«Ich bin keine gute mündliche Erzählerin», sagte Brigitte Kronauer 2010 in einem Gespräch. Aber schriftlich konnte sie erzählen. So gut, dass sie mit einigen der wichtigsten Literaturpreise ausgezeichnet wurde. Unter anderem mit dem Büchner-Preis.
Bis ins kleinste Detail
«Ihre Bücher sind ein Fest der Sprache und der Beschreibung», sagt SRF-Literaturredaktorin Franziska Hirsbrunner. «Wie diese Endlosbilder, die früher für die Werbung mit der Hand gemalt wurden: Das Mädchen mit dem Gugelhupf auf dem Schoss, mit dem Backpulvertütchen in der Hand. Auf dem Backpulvertütchen das Mädchen mit dem Gugelhupf auf dem Schoss, und so weiter.»
Liebe zu Alltagsbeobachtungen
Brigitte Kronauer wurde 1940 in Essen geboren. Bereits als Kind hegte sie den Wunsch, Schriftstellerin zu werden und schrieb als Jugendliche Geschichten und Hörspiele.
Für Kronauer war das Schreiben aber nicht nur Ausdruck einer Leidenschaft. Sie verarbeitet darin ihren Blick auf die Welt und ihr eigenes Leben. So auch in ihrem ersten Roman «Frau Mühlenbeck im Gehäus» von 1980.
Ihre Mutter sei eine begnadete Geschichtenerzählerin gewesen, genau wie Frau Mühlenbeck, die Protagonistin im Roman, sagte die Schriftstellerin im Interview. Sie selbst sah sich in der Figur der Ich-Erzählerin, die den Eindrücken des Lebens ausgeliefert war und keine Lehren daraus ziehen konnte.

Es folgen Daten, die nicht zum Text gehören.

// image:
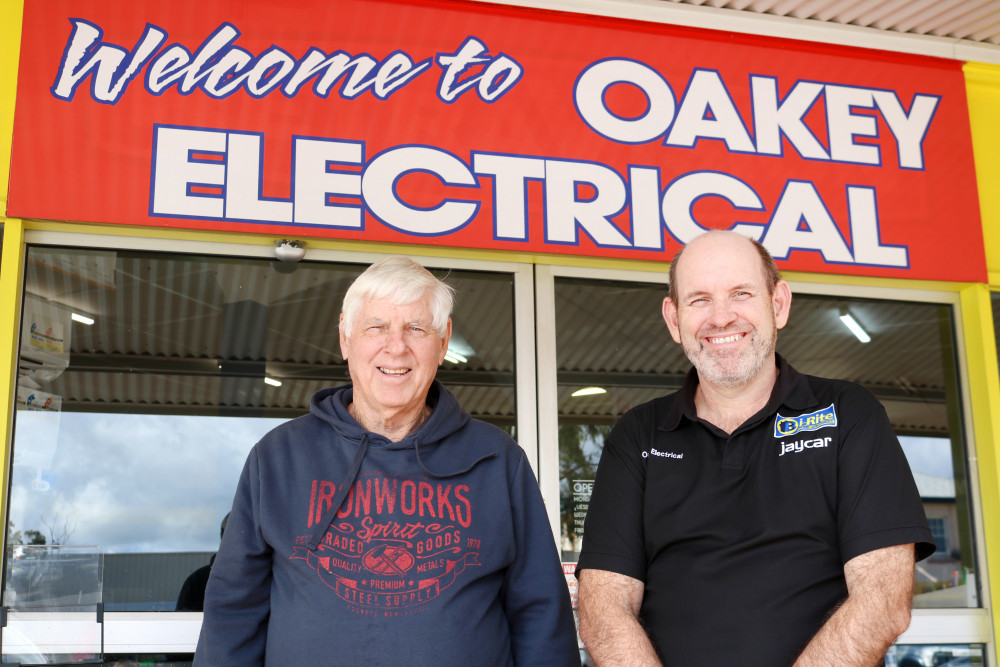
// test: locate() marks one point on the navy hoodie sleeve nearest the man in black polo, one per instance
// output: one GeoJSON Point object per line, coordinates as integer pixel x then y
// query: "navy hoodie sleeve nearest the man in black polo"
{"type": "Point", "coordinates": [535, 595]}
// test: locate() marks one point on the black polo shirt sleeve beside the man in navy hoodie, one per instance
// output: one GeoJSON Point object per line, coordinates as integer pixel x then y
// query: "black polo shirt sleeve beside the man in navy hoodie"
{"type": "Point", "coordinates": [613, 533]}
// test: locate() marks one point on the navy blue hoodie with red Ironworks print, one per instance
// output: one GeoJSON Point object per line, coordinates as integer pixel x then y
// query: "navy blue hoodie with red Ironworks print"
{"type": "Point", "coordinates": [440, 553]}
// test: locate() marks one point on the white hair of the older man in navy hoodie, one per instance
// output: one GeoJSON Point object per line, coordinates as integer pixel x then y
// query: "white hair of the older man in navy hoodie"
{"type": "Point", "coordinates": [400, 281]}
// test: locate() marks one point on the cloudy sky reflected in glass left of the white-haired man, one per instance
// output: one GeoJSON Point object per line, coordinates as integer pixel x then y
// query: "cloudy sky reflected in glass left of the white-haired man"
{"type": "Point", "coordinates": [129, 483]}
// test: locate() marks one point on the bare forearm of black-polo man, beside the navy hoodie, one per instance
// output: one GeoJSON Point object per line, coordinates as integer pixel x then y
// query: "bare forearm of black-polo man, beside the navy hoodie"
{"type": "Point", "coordinates": [609, 619]}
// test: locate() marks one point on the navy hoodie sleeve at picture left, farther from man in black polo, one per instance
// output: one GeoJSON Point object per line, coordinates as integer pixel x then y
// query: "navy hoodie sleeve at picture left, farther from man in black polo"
{"type": "Point", "coordinates": [237, 598]}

Literatur als ständiger Clinch
Jeder Mensch müsse etwas tun mit seinen Wahrnehmungen, fand Kronauer und schrieb Romane, elf an der Zahl. Sie liebte Alltagsbeobachtungen. Der Umgang mit Wirklichkeit war ihr grosses Thema. Damit überraschte sie immer wieder, in jedem ihrer Bücher.
«Für mich ist Literatur im Grunde genommen ein ständiger Clinch zwischen der Wirklichkeit und den Vorstellungen, die man über die Wirklichkeit im Kopf hat», sagte sie in einem Interview.
Eine selbstbewusste Stimme
2005 erhielt Brigitte Kronauer den Georg-Büchner-Preis, die renommierteste Literaturauszeichnung, die Autoren im deutschsprachigen Raum erhalten können.
Sie hatte Humor und etwas Bodenständiges, auch wenn die Obsession mit der Wahrnehmung abgehoben anmutet. Ihre Bücher sind es nicht. Sie sind kunstvoll und verspielt. Sie schielen nicht nach der grossen Leinwand, sondern schauen sich im Alltäglichen um.
Die Schriftstellerin ist nach langer Krankheit im Alter von 78 Jahren verstorben. Mit Brigitte Kronauer verliert die Literaturwelt eine selbstbewusste Stimme, die etwas zu sagen hatte, aber nie aufdringlich wurde.